The result is a market that has rerated up on the visible commodity inflation channel and rerated down on the invisible spending-power channel. Both are inflation. The rankings are reading both, and the leadership pattern is consistent with the macro thesis rather than against it.
Where the Multiple Is Doing the Work
Soundbite: India is the cleanest single-market proxy for the rerating risk that a discount-rate move would crystallize. Among the major country markets, India shows the highest median return on equity at 14.4 percent and the highest median revenue growth at 8.2 percent, both meaningfully ahead of the United States at 9.0 and 0.1 percent and of Germany at 7.4 and 0.0 percent. India also trades at a median PE of 30.6, the highest in our country universe and roughly double the United States median of 15.4. Yet after all of that, India's median 12-month equity return in the model is zero percent.

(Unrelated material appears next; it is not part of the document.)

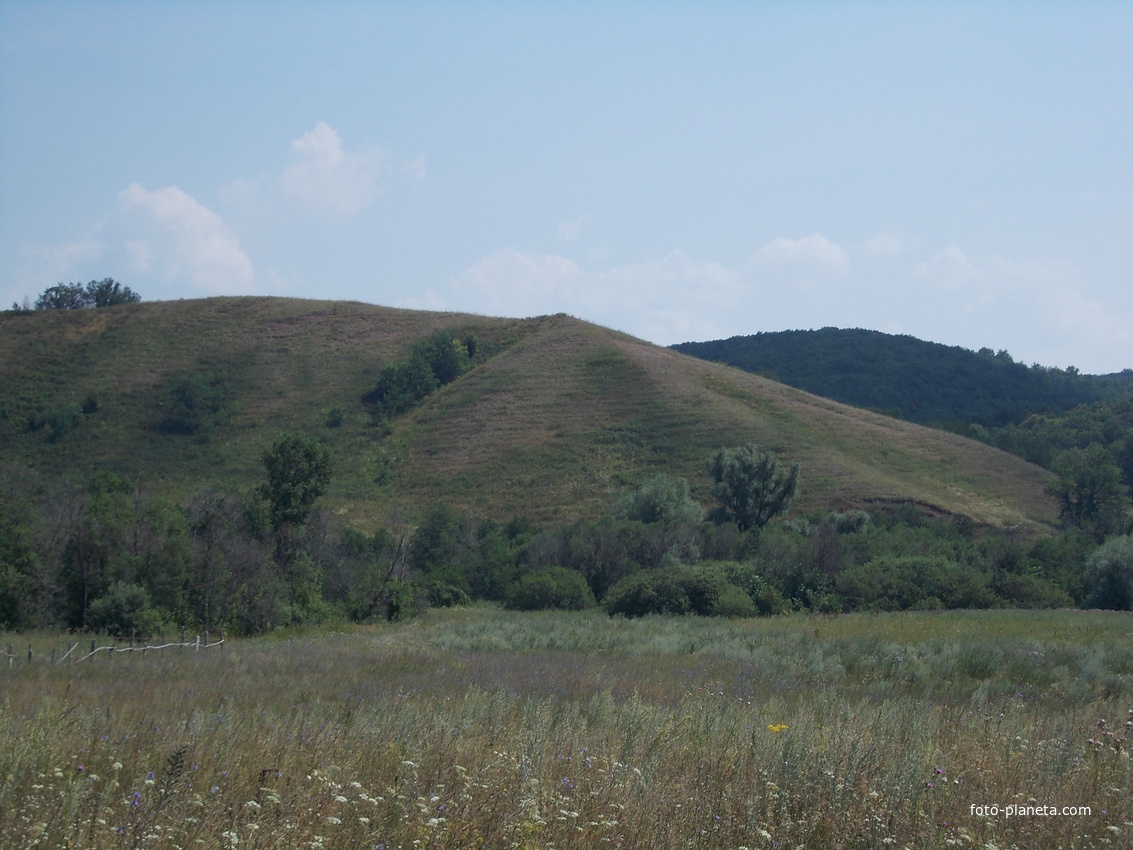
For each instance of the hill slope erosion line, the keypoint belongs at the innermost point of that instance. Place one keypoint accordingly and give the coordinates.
(554, 419)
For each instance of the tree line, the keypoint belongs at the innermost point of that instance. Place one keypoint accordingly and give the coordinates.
(105, 292)
(107, 555)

Strong fundamentals at a high multiple, in a tape where capital has already exited, is the profile most exposed to the discount-rate compression discussed above. A one percentage point upward move in the 10-year Treasury yields takes 1.33 turns off the broad market PE, a compression that hits high-multiple markets disproportionately. The same dynamic shows up inside the United States within Technology and Healthcare, where our within-sector analysis finds essentially no relationship between 12-month returns and either return on equity (ROE) or revenue growth.
The numbers behind that statement: within Technology, our model shows 12-month returns correlating to price-to-book at 0.35 and to PE at 0.30, while correlating to revenue growth at negative 0.03 and to ROE at 0.02. Healthcare looks similar, with 12-month returns correlating to price-to-book at 0.35 and to ROE at essentially zero. These are sectors where the multiple is doing the work, and where a discount-rate move would land first. By contrast, within Finance, ROE correlates to 12-month return at 0.21 and PE at 0.19, and within Industrials, ROE correlates at 0.11 and PE at 0.30. There is meaningful fundamental support in those parts of the market.

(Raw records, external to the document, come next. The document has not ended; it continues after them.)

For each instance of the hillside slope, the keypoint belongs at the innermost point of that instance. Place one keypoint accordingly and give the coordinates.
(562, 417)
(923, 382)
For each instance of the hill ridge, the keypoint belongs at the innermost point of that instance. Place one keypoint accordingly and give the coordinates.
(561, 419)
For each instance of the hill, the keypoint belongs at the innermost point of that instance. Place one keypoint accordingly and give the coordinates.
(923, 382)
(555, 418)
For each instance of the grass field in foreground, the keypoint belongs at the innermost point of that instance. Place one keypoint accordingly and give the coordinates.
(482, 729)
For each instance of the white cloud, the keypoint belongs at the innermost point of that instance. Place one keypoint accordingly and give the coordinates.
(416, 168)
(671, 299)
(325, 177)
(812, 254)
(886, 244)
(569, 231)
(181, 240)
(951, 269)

The flip side of the India observation is Japan, where the country-level ranking sits at negative 0.04 despite a respectable nine percent median ROE and a 17x PE. Switzerland and Australia carry the same pattern, with negative average rankings against fundamentals that do not justify it on the metrics alone. Capital has been moving away from these markets in our universe regardless of what the underlying businesses are delivering.

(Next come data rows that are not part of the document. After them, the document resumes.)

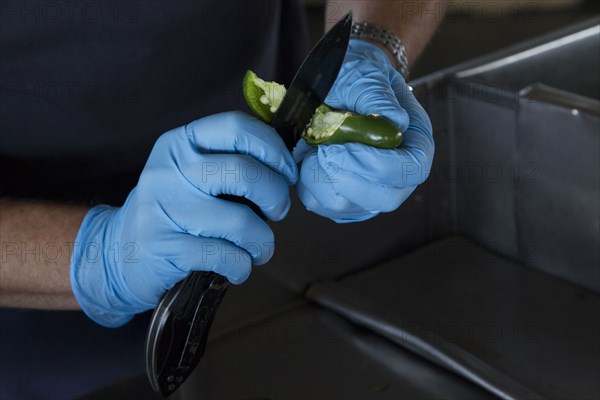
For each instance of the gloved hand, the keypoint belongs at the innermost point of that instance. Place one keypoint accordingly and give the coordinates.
(172, 222)
(354, 182)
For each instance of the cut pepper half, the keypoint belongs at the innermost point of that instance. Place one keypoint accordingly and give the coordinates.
(327, 126)
(263, 98)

Reading these three observations together, the rankings are doing what they are designed to do. The leadership tilts toward upstream AI hardware, commodity-leverage exporters, and quality-of-earnings names. The laggards cluster in high-multiple growth markets where the multiple has been carrying the return, and in consumer-discretionary corners where the invisible inflation channel is being priced before the headline numbers confirm it. If the Fed cannot get ahead of the tariff pass-through and yields back up, the rerating compression lands hardest where the model is already underweight.